“Hataylılar misafiri gezdirmeyi, Gaziantepliler misafire yedirmeyi sever”.
Tam bir yıl önce Gaziantep’e gitmek için hazırlanırken hocam Prof. Dr. Nihat Keklik’ in ölüm haberini almış, gidişimi ertelemiştim. Gaziantep Büyükşehir Belediye Başkanı Sayın Fatma Şahin’e özür mesajı yazdım; özür mesajına mukabelesi, “Başınız sağ olsun bu defa olmadı ama sizi muhakkak Gaziantep’imize bekliyoruz” şeklinde oldu.
Söz verdim, sözümde dururum. Ama sözümü yerine getirmem bazen birkaç yılı alabiliyor. Bu defa bir yıl sonra yine bir mart ayında sözümü yerine getirme imkânı buldum.
Gaziantep’e ilk defa geliyorum. Ama Gaziantep bilincine dair Kahramanmaraş ve Şanlıurfa üzerinden epey hikâyeye sahibim.

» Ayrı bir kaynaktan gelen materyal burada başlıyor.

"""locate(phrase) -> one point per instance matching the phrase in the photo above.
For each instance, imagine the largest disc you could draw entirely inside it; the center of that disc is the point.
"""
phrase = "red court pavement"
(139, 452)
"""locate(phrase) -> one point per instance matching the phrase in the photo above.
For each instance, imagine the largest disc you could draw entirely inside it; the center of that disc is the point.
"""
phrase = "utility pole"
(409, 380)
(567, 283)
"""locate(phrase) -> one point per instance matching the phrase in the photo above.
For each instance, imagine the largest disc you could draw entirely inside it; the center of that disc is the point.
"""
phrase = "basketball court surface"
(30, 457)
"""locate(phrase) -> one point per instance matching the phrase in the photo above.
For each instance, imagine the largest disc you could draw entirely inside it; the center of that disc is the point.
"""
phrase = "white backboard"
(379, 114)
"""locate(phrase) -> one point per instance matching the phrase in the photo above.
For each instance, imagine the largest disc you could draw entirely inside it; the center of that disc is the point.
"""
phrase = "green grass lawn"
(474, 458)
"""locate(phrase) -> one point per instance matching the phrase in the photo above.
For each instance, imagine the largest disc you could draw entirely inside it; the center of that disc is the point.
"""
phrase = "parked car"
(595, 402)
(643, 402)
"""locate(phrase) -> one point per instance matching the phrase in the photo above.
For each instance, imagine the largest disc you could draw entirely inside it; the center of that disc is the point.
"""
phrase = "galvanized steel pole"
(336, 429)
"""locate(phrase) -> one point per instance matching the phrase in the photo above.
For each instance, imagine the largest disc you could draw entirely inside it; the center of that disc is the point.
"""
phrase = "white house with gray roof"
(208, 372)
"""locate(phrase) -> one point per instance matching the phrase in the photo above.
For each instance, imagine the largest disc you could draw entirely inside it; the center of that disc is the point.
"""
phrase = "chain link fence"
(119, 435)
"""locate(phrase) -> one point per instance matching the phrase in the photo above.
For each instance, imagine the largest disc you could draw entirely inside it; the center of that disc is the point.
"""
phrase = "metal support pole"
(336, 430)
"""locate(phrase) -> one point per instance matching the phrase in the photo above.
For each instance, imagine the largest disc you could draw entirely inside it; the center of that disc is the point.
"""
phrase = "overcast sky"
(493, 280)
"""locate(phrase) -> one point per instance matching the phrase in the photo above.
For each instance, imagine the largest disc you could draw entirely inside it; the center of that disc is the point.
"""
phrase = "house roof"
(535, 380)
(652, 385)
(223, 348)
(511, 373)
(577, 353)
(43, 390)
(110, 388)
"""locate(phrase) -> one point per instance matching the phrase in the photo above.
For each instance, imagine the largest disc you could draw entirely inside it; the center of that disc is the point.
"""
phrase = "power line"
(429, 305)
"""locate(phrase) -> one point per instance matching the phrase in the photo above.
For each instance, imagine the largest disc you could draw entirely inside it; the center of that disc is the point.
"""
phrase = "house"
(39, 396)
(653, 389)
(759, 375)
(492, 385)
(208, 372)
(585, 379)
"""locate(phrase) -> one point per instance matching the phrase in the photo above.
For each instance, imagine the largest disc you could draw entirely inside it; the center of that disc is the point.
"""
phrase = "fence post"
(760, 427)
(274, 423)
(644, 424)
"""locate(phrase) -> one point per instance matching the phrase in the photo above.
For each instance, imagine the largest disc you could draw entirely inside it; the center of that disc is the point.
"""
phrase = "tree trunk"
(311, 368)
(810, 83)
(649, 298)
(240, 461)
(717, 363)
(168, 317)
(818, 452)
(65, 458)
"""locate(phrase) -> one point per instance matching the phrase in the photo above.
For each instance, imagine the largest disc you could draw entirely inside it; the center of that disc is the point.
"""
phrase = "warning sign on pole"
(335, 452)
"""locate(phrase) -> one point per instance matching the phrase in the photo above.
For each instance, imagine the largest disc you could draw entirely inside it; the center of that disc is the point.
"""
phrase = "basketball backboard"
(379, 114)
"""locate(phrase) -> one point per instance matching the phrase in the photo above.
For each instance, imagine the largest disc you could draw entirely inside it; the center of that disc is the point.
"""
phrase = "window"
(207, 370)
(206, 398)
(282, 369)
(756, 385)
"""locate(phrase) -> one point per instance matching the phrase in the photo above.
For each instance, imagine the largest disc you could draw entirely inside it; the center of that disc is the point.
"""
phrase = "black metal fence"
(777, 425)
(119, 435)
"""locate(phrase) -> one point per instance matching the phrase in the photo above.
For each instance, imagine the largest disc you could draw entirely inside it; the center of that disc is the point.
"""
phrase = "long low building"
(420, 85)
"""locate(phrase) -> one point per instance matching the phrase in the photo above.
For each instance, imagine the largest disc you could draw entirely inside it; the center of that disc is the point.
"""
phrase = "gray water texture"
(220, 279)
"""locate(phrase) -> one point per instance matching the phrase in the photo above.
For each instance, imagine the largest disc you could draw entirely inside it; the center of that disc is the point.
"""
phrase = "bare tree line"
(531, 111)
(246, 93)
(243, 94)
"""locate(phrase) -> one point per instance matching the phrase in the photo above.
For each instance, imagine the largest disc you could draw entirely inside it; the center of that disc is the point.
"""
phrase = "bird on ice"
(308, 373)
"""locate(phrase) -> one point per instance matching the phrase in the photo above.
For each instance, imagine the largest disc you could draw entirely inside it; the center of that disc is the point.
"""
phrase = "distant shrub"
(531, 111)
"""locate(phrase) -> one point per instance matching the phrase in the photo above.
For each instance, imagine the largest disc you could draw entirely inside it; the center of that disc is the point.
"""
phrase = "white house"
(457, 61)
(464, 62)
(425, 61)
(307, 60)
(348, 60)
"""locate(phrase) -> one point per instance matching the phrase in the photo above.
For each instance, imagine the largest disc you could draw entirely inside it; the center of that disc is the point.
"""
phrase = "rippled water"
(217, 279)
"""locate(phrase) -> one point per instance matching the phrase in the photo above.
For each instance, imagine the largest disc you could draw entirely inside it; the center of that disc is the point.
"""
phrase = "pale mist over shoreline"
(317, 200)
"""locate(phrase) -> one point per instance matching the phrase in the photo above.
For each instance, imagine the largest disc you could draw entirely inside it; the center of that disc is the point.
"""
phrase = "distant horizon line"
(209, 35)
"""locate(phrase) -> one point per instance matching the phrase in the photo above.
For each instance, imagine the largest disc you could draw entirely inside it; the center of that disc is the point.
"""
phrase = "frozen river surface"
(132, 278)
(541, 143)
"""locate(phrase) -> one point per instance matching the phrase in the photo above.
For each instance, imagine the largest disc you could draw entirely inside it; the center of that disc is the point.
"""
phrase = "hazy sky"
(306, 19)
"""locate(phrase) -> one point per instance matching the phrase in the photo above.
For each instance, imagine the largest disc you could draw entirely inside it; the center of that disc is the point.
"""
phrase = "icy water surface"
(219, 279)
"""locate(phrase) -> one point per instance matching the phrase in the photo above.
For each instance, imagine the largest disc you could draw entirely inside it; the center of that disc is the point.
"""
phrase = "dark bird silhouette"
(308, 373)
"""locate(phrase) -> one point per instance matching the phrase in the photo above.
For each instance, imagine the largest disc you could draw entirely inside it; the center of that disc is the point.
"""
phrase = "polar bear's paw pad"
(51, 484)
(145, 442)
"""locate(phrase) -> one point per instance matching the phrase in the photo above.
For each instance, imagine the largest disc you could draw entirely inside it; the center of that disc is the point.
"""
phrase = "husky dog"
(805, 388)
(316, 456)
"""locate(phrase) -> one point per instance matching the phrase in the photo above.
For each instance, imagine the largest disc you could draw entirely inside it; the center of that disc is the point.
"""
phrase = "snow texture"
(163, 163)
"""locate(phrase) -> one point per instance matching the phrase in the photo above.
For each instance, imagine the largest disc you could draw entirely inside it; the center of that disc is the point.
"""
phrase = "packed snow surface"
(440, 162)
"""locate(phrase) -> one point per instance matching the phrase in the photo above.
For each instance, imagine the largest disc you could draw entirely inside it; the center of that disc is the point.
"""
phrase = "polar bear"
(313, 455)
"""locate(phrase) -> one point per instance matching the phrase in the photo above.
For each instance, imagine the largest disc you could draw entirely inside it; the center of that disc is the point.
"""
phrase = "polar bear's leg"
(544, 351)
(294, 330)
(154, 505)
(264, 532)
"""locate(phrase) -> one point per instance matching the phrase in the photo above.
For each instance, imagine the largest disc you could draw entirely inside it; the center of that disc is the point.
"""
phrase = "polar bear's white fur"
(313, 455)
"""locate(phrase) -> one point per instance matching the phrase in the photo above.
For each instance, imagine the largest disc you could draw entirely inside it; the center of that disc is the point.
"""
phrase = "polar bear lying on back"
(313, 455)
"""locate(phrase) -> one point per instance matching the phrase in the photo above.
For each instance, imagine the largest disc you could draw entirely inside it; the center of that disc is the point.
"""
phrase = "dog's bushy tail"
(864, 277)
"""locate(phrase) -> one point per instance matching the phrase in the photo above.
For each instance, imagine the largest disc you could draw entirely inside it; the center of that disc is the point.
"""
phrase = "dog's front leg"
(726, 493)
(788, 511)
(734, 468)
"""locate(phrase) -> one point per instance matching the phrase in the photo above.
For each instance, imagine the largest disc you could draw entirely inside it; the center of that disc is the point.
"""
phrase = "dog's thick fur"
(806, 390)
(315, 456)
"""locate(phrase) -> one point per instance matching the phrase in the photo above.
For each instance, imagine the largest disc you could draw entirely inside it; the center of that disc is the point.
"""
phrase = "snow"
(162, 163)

2000’li yılların başında Şanlı Urfa’dan dönerken yol kenarındaki ağaçları sormuş, fıstık ağacı cevabını alınca, “Aa… Antep fıstığı bu, öyle mi” demiştim heyecanla. Bizi havalimanına götüren şoför kırgınlığını oldukça yüksek frekanstan dile getirerek HAYIR Urfa fıstığı demişti.
Fıstık meselesi benim her yerde karşıma çıkıyor. On gün önce Manisa’da da bir esnaf “Antepliler bizim fıstığımızı gelip alıyor sonra da Antep fıstığı diye satıyorlar demişti.